Tras sufrir pérdidas elevadas y tratar de obligar en vano a los mosqueteros rendirse, los franceses acercaron dos cañones a la posición y la bombardearon con intensidad entre el 31 de mayo y el 2 de junio. La virulencia del cañoneo y de su propio fuego de mosquetería impidió a los defensores del convento percibir que bajo sus pies los franceses estaban minando la posición. El 2 de junio, mientras numerosos mosqueteros franceses abrían fuego sobre las ruinas y los 13 españoles respondían, los zapadores detonaron la mina. Una tremenda explosión derribó el campanario, pero no la bóveda. Acto seguido, los franceses, creyendo a los defensores sepultados, asaltaron la posición. Poco después, la bóveda se les vino encima y enterró, con el sargento español y cinco de sus hombres, a unos 40 o 50 atacantes. Cuatro de los tiradores españoles lograron escapar por una escala de cuerda y refugiarse en Lérida.
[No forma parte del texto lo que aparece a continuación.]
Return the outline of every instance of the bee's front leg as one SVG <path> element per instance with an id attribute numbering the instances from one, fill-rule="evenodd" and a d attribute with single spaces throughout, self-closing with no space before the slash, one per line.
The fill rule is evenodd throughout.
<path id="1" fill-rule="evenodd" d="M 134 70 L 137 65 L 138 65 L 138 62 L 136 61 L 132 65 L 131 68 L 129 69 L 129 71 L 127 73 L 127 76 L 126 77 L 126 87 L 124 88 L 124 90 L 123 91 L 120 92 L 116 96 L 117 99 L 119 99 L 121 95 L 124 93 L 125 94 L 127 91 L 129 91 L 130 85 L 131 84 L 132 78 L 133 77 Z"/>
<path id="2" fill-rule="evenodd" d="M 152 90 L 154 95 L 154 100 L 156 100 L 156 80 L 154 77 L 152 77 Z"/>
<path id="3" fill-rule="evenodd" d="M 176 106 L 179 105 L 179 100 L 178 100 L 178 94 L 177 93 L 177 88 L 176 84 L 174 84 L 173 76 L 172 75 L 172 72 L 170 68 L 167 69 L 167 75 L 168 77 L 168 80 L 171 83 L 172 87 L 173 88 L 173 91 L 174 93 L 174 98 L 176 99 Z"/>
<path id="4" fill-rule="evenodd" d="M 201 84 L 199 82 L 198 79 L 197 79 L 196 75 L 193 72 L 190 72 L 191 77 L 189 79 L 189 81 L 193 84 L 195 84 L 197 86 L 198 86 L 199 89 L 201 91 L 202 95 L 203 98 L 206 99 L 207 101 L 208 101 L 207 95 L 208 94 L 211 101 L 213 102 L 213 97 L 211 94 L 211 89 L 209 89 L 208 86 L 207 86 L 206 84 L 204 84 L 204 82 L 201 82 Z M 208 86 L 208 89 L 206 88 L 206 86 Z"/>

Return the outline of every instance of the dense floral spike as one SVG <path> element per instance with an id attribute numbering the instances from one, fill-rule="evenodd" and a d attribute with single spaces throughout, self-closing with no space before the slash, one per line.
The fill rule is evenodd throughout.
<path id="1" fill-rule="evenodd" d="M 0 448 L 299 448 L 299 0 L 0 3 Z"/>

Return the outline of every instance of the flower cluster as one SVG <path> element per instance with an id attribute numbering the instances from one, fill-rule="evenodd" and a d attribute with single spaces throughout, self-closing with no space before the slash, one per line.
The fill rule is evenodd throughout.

Otros tres, heridos, fueron hechos prisioneros, pero Condé, admirado por su coraje, los dejó libres al día siguiente.

Conquistado el convento de San Francisco, La Baume-Leblanc y Condé decidieron dejar de avanzar hacia la puerta de los Infantes y mandaron abrir nuevos ramales de trincheras en dirección hacia la ciudadela. Uno de los ataques corría a cargo del mariscal de Gramont, otro a cargo del mariscal de Châtillon y el último al de La Trousse. Asimismo, los zapadores galos acondicionaron siete baterías entre el convento de San Francisco y el de Santa María de Jesús que sumaban en total 30 cañones de entre 40 y 50 libras, con los que bombardearon el tramo defensivo entre las puertas de los Infantes y de San Martín –espacio cubierto por la ciudadela, principalmente–. Seguros de que los franceses querían expugnar el castillo, Britto y Agustín Alberto habían dispueto que la muralla se reforzase con una estrada encubierta y una estacada (6). Así, bajo un intenso fuego de artillería y mosquetería, mientras unos avanzaban, los otros se fortificaban.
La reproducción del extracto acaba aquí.